Men are supposed to be strong, confident, and impressive. Whether it’s with our words, appearance, or some other talent. Why do you think so many men take up music to attract women? We’re taught that we have to act a particular way, and we can win what we're entitled to. Women. Or even a particular woman.

It wasn’t until I read Laurie Penny’s account of toxic masculinity that I fully understood the conundrum that defined my personality through most of my 20s. I thought I had to act in an aggressive, confrontational, showboating way to win the affection of women I wanted, whose affection I felt entitled to only because I wanted it. Even when I'd get so nervous, I couldn't express it.

I thought I should act according to the rules of what I now know is toxic masculinity. But I was really bad at it. And when I tried to act that way, I'd become monstrous. 

I broke that cycle of thought maybe only three or four years ago. Some never do. Some blame the women who reject them for their own loneliness, and become more resentful and enraged. Some think that a woman choosing who she wants to be with, or even just speaking her mind, is an act of aggression toward men and themselves. 

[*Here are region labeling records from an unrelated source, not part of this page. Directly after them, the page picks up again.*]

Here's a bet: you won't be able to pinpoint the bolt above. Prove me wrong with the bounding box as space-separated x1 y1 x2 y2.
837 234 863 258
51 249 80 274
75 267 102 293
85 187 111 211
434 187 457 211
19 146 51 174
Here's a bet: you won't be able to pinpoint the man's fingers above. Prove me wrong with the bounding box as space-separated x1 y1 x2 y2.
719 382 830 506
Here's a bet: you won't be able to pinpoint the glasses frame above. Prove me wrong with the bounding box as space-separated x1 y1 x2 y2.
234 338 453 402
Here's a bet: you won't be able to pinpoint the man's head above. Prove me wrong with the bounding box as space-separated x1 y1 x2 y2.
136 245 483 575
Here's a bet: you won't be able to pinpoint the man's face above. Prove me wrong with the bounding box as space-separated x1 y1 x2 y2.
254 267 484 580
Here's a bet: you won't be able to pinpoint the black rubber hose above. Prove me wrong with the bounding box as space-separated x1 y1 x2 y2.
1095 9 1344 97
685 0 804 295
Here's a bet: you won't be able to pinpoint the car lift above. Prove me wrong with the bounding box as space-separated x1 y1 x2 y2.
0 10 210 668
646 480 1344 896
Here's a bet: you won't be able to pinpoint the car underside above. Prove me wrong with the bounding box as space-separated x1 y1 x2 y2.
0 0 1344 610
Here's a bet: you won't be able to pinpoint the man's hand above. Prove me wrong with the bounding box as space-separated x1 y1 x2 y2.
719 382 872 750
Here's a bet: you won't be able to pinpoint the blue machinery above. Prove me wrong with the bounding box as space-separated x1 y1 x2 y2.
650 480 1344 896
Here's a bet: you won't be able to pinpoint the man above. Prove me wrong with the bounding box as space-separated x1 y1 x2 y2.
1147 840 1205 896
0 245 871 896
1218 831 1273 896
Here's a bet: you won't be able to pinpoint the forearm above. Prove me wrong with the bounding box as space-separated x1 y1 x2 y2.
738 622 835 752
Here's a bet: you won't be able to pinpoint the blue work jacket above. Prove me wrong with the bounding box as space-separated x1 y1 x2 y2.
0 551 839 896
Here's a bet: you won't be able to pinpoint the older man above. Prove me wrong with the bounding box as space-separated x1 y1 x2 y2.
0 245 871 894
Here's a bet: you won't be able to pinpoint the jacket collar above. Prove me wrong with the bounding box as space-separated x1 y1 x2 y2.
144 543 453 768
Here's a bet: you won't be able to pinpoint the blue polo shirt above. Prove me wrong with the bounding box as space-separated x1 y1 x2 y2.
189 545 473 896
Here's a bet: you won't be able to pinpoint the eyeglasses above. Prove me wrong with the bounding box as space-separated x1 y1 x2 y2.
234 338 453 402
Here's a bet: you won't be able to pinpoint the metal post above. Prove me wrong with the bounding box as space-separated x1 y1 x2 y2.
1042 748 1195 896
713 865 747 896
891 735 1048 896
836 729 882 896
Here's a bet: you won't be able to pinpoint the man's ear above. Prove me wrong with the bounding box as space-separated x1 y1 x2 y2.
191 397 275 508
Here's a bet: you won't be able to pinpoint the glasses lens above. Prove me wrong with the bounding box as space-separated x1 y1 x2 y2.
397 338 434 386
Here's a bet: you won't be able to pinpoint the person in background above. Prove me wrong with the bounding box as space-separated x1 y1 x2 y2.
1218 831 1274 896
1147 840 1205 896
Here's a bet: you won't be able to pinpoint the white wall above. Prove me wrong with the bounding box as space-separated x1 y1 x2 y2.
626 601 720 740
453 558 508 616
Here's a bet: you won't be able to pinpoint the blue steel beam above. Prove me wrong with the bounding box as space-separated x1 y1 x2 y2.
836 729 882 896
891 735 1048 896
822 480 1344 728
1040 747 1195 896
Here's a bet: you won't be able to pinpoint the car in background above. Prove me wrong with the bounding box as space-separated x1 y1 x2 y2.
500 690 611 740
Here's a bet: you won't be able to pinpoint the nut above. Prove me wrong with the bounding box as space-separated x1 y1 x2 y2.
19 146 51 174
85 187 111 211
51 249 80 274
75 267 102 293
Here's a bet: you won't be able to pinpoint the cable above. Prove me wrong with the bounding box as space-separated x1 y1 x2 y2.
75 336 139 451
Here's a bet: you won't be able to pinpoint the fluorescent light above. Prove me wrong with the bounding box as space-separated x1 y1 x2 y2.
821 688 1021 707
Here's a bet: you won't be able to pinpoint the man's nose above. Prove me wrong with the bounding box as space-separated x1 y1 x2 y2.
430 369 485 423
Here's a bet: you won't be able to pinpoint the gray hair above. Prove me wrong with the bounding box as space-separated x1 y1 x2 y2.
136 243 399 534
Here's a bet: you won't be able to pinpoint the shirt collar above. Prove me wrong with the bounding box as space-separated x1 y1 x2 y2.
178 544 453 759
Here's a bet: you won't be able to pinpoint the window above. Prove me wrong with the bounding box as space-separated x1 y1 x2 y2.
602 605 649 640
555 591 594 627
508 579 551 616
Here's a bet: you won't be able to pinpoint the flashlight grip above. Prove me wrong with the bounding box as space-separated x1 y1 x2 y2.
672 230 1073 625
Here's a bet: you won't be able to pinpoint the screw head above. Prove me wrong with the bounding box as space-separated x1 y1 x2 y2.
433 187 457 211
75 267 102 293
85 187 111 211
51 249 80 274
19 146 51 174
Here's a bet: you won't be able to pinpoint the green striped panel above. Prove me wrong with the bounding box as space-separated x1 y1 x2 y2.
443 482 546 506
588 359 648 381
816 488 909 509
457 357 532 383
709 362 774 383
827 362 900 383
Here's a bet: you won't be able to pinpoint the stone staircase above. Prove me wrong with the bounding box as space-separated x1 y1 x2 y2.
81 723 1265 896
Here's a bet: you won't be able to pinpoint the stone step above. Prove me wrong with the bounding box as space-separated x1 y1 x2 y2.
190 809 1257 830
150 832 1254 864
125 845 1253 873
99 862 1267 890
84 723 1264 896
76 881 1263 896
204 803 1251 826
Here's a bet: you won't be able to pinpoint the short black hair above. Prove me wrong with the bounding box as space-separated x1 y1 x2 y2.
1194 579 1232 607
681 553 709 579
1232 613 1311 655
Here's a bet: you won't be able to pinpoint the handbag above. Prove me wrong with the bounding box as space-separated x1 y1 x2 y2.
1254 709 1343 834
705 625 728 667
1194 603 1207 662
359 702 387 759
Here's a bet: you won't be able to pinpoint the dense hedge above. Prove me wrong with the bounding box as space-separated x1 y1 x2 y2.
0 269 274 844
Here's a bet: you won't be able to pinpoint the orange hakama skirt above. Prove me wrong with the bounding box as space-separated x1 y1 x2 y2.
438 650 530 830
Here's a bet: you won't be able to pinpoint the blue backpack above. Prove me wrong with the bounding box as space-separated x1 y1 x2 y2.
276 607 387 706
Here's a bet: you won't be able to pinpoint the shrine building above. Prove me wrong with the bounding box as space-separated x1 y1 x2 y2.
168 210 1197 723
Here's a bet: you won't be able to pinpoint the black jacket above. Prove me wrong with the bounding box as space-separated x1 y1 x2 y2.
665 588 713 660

The worst of these men are Elliot Rodger and Marc Lépine. But the same tendency is in so many men who remain twisted by toxic cultures of violent, aggressive, possessive masculinity. Masculinities of control and authority, that see being in authority as freedom.

I could very easily have been one of those people. That’s what haunts me about the modern phenomenon of men hating women. Because when I think about a young woman like Rehtaeh, I don’t just think about the tragedy, the horror, and the cruelty.

I think about how – if my reaction to a few situations leaned just a little bit more one way than the other – I could have become just like her tormentors. Someone who thought she deserved it.

That potential for evil is in me. It’s in many, if not all, of us. And it haunts me to my core.